Pressions, lobbying et accords secrets

«Dans leur discours, les États-Unis disent vouloir freiner le développement militaire de la Chine, explique Mathieu Duchâtel, le directeur du programme Asie à l’Institut Montaigne. Mais avec leurs dernières sanctions, ils vont bien au-delà de cet objectif, avec le risque d’un effet collatéral important sur les applications civiles.» Les États-Unis ne se contentent pas de miser sur l’extraterritorialité de leurs décisions pour entraîner le monde entier contre la Chine. Pressions discrètes, lobbying, accords secrets...

«Ils mènent une intense diplomatie pour convaincre leurs alliés de restreindre l’exportation de technologies de semi-conducteurs vers la Chine», souligne Mathilde Velliet. C’est ainsi qu’ils ont réussi à rallier à leur régime de restrictions les Pays-Bas et le Japon, qui abritent ASML, Canon et Nikon, les trois équipementiers mondiaux de lithographie, l’étape la plus critique dans la fabrication de puces. Au risque d’entraîner Bruxelles et Tokyo dans une guerre frontale avec Pékin.

Cette guerre des puces ne se réduit plus à un duel entre les deux superpuissances. Depuis la crise du Covid et la pénurie de semi-conducteurs, elle est devenue mondiale. Partout, ce secteur stratégique est vu comme essentiel à la souveraineté nationale. Les États n’hésitent plus à le défendre même contre des pays alliés. C’est ainsi que les États-Unis ont posé leur veto à l’acquisition de l’américain Wolfspeed par l’allemand Infineon. De même, l’Allemagne a bloqué le rachat de son fabricant de substrats Siltronic par le taïwanais GlobalWafers. L’amitié ne compte plus, l’heure est à la compétition.

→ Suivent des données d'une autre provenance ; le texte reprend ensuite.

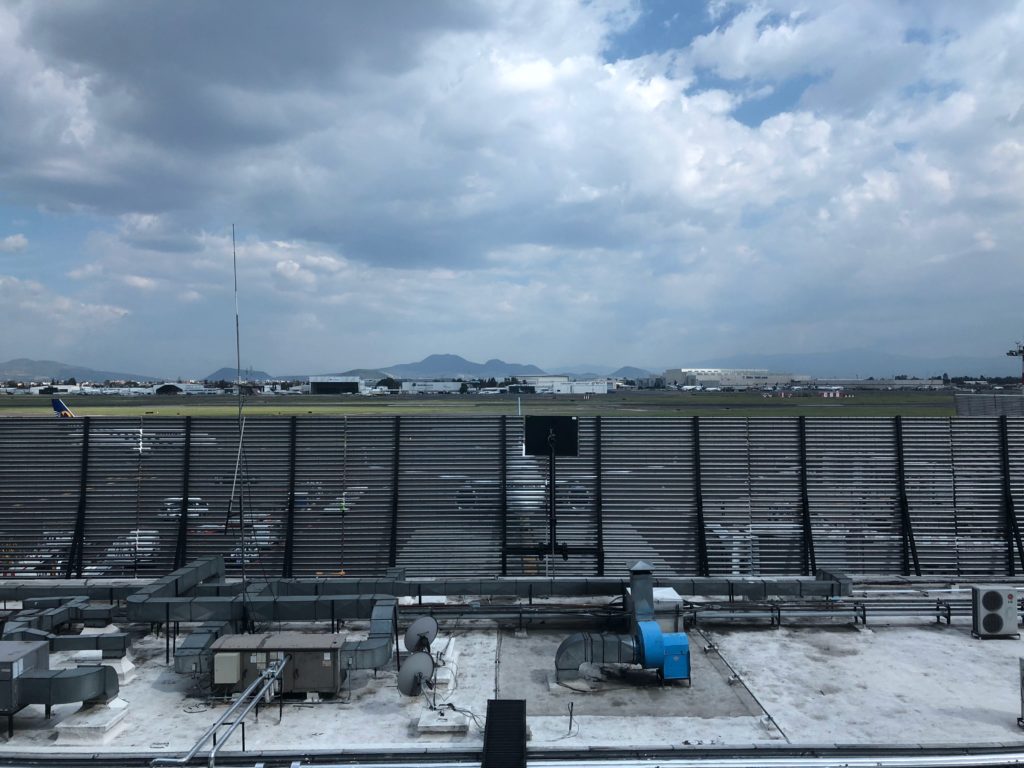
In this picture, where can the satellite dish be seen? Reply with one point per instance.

ASML, victime de l’espionnage chinois ?

L’équipementier néerlandais de semi-conducteurs ASML est au cœur de la guerre des puces. Il a révélé, en février, avoir été victime d'un vol de secrets technologiques par l’un de ses employés en Chine. Il craint que cet incident viole certaines règles de contrôle des exportations, c’est pourquoi il l’a signalé aux autorités compétentes. Les États-Unis suspectent un acte d’espionnage industriel de la Chine. Issu de Philips en 1988, ASML est un joyau européen des semi-conducteurs, leader mondial des équipements de lithographie.

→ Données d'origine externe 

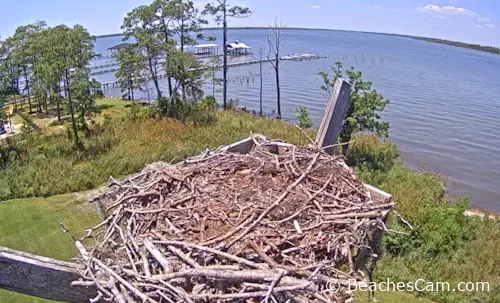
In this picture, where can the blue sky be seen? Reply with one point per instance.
(475, 21)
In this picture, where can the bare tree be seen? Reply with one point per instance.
(222, 10)
(260, 51)
(275, 38)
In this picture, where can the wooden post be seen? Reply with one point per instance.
(335, 112)
(41, 277)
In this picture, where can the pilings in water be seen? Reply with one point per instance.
(293, 57)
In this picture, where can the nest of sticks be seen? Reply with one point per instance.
(279, 224)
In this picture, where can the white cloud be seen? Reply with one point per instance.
(431, 8)
(449, 10)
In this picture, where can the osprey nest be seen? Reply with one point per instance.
(281, 223)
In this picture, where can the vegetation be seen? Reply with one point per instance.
(303, 118)
(45, 165)
(445, 245)
(366, 104)
(32, 225)
(488, 49)
(275, 38)
(222, 10)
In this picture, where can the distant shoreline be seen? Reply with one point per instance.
(482, 48)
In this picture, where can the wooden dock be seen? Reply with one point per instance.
(293, 57)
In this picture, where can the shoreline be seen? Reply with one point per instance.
(460, 44)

Cette étape, la plus critique de production de puces, crée les motifs du circuit par insolation aux UV d’une résine photosensible étalée sur la plaquette de silicium. Elle détermine la finesse de gravure, et constitue donc le moteur de la course de la loi de Moore. ASML partage ce marché avec les japonais Canon et Nikon. Mais il est le seul fournisseur d’équipements de lithographie aux UV extrêmes (EUV), indispensables à la production de puces avancées de 7 nanomètres et moins. Un monopole qui en fait un acteur très convoité. À la demande des États-Unis, les Pays-Bas interdisent la livraison de ces machines à la Chine et prévoient d'étendre l'interdiction à la génération de lithographies DUV utilisées dans les gravures de 20 à 10 nanomètres.